Less is more: Enhancement of photocatalytic activity of g-C3N4 nanosheets by site-selective atomic layer deposition of TiO2

Zero-dimensional/two-dimensional (0D/2D) TiO2/g-C3N4 heterostructural photocatalysts were fabricated via ALD technique. TiO2 nanoparticles were site-selectively grown on g-C3N4 nanosheets and the surface modification induced band engineering of the composite photocatalysts. Thus, the redox properties of the photocatalysts were fine tuned. Under visible light, since only g-C3N4 was excited, TiO2 was acting as the electron transport channel in the optimized interfacial structures. They effectively suppressed the recombination and facilitated the transfer of photogenerated charges, improving the photocatalytic activity. When both the components were excited under UV-vis light, the dynamic equilibrium of the conduction band positions on these n-n type semiconductor heterojunctions led to the increased recombination rate of charges, decreasing the reactivity for H-2 evolution.

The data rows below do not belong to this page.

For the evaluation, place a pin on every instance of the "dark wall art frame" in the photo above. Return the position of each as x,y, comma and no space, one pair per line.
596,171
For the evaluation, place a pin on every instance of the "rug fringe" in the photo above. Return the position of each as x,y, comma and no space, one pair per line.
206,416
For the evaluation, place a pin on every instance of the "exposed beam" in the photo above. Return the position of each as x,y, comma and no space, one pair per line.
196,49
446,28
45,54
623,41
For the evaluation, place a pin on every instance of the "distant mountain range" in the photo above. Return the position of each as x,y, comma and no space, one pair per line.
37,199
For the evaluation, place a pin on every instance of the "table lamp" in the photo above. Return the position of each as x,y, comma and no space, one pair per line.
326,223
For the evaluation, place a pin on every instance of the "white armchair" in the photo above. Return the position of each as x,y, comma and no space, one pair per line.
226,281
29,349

However, the photocatalytic degradation of organic pollutants by these composite photocatalysts exhibited enhanced activities, resulting from the photogenerated holes on VB of TiO2 which could promote oxidation of organic pollutants with strong oxidation potentials. Furthermore, TiO2/g-C3N4 photocatalysts with limited numbers of deposition cycles exhibited optimal photocatalytic activity under visible light. In contrast, excessive deposition cycles on g-C3N4 for TiO2/g-C3N4 led to continuous film and increased thickness of TiO2, resulting in the attenuation of the reactivity. We verified this TiO2/g-C3N4 photocatalysts with less massloading, but more enhanced photocatalytic activity.